こんなことがあって良いのだろうか。こんなに美しい方が、私を選んで踊ってくださって、甘い言葉をささやいてくださる。私自身を求めてくださる。少女時代に思い描いた夢が、今現実のものとなっている。
周囲に踊る男女も、会場のどこかにいる旦那様のことも全て忘れて、私は目の前の美しい方だけを見つめ、その方の手の熱さ、背に回した腕の確かさだけを感じていた。
それでもいつか曲は終わる。楽団が奏でる最後の音が消えた時、私はひどく名残惜しい気持ちでその方の手を離した。夫を愛していなくても私は人妻なのだから。他所の殿方と踊った上に、いつまでも手を握り合っていて良いはずがない。
「――夢のようでした」
せめてこの浮き立った気持ちを伝えたくて、一言に万感を込める。それはきちんと届いただろうか。美しい方はやはり美しい笑みを浮かべた。
「ご友人方と離れてしまいましたね。送って差し上げましょう」
「ありがとう、ございます」
気づけば、リードに従って踊るままに会場を半周近くまわっていた。お姉様を始めとする知己は広間の反対側、次の曲を踊る人々の合間に霞んで見えた。
「お手を。見られる距離になったら離しますから。貴女に悪評を立てたくはない」
再び差し出された手に、私を気遣う言葉に、そしてそれでも隠しきれない好意――そのはずだ、この方は私を好いてくださっている! ――に、ダンスは終わったにもかかわらず私の鼓動がまた早くなる。
「……本当に、ご親切に」
その方の腕に触れたところから蝋燭のように溶けてしまいそうな気分になって、私はそう小さくつぶやくのがやっとだった。
会場の壁際をできるだけゆっくりと時間をかけて歩きながら、私たちは舞踏の音楽に紛れるようにささやき声で言葉を交わした。人の耳を避けての秘め事のような会話に、私の胸は一層落ち着き無く高鳴ってうるさいほどだった。
そしてその方が語ってくださったことは、先ほど聞いた噂話を裏付けるものだった。
遠い南の国からいらっしゃったこと、由緒あるお家の方だけれども、反乱で仕える方を失って落ち延びられたこと。そして、この国で援助を求めて活動されているということだった。

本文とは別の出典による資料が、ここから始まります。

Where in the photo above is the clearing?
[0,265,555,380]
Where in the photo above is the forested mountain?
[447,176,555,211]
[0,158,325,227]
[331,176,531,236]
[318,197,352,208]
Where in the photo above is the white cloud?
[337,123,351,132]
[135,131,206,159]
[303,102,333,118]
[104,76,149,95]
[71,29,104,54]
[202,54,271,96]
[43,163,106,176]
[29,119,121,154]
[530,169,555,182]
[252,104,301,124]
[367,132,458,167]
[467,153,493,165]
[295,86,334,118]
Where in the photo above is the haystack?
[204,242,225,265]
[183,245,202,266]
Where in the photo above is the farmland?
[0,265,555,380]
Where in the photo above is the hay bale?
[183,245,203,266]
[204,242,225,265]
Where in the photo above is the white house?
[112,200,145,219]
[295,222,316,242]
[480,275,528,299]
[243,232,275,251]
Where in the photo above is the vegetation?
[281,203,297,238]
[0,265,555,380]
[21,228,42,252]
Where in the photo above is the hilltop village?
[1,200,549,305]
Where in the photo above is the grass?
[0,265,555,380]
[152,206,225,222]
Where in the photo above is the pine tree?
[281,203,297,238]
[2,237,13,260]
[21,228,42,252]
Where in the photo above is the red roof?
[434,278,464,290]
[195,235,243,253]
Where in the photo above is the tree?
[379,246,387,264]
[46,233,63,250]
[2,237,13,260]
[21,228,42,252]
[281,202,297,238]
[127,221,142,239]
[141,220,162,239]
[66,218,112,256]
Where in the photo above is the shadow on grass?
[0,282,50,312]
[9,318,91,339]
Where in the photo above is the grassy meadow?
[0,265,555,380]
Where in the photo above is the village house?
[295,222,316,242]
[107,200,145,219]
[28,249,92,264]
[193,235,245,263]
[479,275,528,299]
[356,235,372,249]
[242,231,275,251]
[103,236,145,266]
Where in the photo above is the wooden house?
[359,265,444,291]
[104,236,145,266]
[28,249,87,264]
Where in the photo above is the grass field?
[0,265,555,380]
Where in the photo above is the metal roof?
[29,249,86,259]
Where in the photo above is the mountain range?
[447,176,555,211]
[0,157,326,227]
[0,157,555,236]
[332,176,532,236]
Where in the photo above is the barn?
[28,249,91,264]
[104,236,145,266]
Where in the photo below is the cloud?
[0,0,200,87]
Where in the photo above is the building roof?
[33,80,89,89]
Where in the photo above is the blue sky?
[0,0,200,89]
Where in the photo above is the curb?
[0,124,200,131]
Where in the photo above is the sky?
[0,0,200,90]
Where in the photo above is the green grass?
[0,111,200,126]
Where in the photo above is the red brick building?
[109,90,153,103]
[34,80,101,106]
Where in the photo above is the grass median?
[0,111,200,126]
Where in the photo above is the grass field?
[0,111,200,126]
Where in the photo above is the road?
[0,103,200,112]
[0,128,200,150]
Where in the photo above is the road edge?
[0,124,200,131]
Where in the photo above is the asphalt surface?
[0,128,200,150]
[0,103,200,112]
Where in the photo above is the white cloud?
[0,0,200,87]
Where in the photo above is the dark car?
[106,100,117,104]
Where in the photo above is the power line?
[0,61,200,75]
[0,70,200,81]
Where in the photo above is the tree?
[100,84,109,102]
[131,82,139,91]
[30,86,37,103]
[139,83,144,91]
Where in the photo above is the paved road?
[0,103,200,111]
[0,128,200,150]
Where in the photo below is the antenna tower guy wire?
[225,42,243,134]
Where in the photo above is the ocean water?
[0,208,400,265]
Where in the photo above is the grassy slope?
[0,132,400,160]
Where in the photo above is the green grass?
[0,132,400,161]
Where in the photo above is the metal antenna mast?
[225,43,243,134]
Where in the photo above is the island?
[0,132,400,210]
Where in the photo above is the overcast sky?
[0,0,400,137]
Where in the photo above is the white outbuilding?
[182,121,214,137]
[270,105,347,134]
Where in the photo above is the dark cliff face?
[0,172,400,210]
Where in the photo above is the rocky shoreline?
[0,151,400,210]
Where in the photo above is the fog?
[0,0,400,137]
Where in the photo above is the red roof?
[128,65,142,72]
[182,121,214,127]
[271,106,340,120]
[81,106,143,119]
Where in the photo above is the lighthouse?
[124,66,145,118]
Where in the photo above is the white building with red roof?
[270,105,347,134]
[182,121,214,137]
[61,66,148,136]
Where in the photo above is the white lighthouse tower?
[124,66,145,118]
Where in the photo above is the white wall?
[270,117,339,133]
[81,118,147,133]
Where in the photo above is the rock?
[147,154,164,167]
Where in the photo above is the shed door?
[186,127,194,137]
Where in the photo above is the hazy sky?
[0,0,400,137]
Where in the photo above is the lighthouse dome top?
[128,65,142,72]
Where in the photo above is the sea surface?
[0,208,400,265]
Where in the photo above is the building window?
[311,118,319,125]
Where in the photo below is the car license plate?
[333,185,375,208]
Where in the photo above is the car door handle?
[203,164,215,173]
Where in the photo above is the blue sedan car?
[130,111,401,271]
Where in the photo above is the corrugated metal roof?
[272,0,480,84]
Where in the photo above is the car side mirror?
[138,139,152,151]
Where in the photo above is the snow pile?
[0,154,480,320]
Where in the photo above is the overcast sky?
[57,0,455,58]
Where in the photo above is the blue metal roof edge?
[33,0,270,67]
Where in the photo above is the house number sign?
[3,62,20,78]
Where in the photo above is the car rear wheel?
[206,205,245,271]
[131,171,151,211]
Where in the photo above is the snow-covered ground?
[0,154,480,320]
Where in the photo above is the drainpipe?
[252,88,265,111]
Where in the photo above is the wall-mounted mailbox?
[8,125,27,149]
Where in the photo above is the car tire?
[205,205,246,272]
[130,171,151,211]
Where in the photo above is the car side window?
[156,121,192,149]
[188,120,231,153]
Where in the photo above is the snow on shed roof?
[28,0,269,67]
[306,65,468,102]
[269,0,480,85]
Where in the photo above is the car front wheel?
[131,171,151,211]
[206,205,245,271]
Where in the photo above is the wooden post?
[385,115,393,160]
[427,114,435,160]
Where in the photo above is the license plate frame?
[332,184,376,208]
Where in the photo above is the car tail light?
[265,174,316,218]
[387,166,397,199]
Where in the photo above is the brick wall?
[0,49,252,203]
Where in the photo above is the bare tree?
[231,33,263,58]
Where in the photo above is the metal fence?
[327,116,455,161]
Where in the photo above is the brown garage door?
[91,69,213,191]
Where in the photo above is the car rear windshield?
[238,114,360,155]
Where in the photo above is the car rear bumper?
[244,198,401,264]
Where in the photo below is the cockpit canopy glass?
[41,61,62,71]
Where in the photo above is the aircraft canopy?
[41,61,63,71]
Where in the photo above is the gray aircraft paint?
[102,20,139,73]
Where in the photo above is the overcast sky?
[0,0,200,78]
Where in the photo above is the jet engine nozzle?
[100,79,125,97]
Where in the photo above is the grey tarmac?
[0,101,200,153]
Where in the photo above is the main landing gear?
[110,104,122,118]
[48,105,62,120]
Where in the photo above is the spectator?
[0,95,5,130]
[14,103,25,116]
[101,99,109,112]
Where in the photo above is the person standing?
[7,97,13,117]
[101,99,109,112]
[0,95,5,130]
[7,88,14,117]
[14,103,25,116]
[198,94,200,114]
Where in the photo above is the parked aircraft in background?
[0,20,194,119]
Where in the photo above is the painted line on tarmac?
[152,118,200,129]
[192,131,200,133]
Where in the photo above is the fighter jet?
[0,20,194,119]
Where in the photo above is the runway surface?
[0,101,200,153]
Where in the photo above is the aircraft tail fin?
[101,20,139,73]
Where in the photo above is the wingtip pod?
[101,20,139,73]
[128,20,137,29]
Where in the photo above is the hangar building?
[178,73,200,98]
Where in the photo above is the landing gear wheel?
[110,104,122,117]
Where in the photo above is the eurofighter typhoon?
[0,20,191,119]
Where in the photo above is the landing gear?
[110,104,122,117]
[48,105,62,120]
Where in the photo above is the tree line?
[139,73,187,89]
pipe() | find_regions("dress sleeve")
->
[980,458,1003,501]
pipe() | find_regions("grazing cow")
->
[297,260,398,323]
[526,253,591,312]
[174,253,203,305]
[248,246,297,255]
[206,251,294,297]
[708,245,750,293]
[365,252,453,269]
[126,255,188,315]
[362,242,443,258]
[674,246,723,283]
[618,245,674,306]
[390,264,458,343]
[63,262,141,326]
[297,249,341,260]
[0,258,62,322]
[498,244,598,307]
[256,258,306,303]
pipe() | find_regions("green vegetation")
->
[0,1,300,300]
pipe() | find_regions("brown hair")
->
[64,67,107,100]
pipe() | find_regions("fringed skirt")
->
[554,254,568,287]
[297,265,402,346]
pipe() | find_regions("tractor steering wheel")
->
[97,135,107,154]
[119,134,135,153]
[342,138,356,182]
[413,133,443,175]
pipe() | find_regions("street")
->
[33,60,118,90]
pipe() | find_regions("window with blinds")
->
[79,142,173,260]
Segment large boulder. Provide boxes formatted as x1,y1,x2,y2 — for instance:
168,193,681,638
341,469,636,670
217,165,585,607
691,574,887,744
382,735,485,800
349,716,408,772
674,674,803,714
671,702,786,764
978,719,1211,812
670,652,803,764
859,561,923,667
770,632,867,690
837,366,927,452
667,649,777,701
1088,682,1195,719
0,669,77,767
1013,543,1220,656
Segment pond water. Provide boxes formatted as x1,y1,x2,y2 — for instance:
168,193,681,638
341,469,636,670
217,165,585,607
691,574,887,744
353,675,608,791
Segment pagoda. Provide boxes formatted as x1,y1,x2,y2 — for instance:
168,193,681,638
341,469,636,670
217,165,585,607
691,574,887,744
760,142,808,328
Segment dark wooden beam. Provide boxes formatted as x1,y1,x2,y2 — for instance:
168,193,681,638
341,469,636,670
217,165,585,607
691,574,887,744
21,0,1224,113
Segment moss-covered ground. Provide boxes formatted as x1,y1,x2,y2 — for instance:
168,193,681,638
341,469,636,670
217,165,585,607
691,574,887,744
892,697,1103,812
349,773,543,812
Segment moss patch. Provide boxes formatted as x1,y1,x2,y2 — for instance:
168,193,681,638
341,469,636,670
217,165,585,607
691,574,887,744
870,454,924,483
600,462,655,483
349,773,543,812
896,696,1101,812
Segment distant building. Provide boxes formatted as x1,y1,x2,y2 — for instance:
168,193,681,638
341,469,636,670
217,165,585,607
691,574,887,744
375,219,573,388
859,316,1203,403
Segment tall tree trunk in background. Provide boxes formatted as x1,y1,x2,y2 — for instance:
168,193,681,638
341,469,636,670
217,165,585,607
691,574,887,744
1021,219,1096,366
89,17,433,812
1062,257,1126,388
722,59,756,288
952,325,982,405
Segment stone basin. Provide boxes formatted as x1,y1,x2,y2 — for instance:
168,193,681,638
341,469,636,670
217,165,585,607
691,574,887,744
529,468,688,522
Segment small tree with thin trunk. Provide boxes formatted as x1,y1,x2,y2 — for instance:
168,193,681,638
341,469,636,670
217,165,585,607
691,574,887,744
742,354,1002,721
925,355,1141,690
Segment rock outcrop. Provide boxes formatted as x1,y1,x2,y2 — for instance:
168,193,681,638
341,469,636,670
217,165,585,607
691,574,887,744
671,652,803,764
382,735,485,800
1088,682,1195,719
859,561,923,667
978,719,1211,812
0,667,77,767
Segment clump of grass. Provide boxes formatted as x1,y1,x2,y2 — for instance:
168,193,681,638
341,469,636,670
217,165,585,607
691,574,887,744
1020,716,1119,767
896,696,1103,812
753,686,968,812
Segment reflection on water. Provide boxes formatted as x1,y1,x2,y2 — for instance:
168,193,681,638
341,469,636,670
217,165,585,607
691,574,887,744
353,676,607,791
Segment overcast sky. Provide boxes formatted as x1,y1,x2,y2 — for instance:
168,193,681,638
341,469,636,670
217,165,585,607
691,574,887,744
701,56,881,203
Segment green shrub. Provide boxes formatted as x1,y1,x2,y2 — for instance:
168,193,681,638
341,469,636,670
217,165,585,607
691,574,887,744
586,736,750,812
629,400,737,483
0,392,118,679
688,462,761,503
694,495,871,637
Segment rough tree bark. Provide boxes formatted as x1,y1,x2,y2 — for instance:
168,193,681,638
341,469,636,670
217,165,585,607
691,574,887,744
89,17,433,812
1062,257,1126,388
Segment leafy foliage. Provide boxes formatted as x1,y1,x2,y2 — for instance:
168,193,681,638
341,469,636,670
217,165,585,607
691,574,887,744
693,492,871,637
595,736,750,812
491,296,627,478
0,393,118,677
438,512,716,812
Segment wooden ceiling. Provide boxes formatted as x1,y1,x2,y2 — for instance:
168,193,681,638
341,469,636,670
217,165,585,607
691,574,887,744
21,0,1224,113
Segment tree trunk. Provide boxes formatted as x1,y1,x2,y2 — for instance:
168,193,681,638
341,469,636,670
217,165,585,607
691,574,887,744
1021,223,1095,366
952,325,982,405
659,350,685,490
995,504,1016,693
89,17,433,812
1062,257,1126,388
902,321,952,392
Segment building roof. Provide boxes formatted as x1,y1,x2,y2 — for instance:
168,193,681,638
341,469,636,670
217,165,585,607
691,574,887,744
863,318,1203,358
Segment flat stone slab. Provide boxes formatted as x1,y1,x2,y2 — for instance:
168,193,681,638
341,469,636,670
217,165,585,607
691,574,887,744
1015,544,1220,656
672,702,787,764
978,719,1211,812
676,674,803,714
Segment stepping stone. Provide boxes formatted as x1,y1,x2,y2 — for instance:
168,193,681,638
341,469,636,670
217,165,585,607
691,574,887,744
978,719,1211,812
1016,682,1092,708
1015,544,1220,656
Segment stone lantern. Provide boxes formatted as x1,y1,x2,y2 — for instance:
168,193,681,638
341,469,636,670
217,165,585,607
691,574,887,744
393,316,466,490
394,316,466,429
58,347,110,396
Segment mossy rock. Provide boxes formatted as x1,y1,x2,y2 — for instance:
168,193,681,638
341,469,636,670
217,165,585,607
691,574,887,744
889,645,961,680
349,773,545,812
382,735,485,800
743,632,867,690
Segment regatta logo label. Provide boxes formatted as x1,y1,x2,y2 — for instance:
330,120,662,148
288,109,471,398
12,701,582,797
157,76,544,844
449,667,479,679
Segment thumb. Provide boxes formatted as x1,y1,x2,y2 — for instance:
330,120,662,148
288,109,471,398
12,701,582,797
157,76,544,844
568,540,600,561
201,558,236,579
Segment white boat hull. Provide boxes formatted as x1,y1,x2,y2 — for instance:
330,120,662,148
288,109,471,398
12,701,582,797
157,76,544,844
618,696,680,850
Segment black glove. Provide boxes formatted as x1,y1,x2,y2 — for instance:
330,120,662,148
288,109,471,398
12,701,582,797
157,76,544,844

「お国にはご家族や――愛する方もいらっしゃるでしょうに。ご心配でしょうね」
この方に惹かれていく気持ちを抑えるために、私はあえてそう言った。南の国でも貴族の結婚の習いは変わらないだろう。私が夫に嫁がされたように、この方にも妻か、少なくとも決められた相手がいるはずなのだ。
「縁者と呼べる者はおりません」
けれどその方はきっぱりと首を振った。
「皆死ぬか殺されるかしました。――このような境遇でなければ、貴女に申し込んでいたでしょうが」
「まあ」
お悔やみを述べるべきだというのに頬を染めてしまった自分を私は恥じた。ではこの方はお一人なのね、と思ってしまったのだ。いいえ、夫がいる身でこれ以上は望んではならないのだけど。でも、妻のある方を想ってしまうよりはいくらか罪が軽いように思えたのだ。
「そろそろお別れを。もうすぐご友人方の席ですから」
確かに皆さまの顔や衣装の模様が判別できる距離に近づいてきていた。これ以上この方の腕を取っていたらあらぬ噂になりかねない。
「え、ええ。ありがとうございました」
でも、二度目に手を離すのは先ほどよりも一層耐え難かった。未練がましい思いが顔にも出ていたのだろうか。その方は子供をあやすように笑った。
「私の名はクルシッド。もうしばらくこの国にいて、夜会などにも顔を出すつもりです。祖国のことを気にかけてくれる方を見つけたいので。
――お会いできたら、また踊ってください」
「は、はい」
私は都合の良い夢を見ているのではないかと疑いながらうなずいた。受け入れて良いことなのか考えもしないで。
「クルシッド、様……?」
そして、教えてもらった異国の名前を口の中で転がす。私の舌で発音するその響きは、美しい人が紡ぐ時とは違ってどうにも不器用に聞こえた。
「私の国の言葉で太陽という意味です」
その方――クルシッド様は、一際艶やかに笑うと、私の手を取って口付け、人混みの中に紛れて消えていった。
私は、待ちかねたお姉様が探しに来るまで、あの方の唇が触れた手を抱き締めてその場に立ち尽くしていた。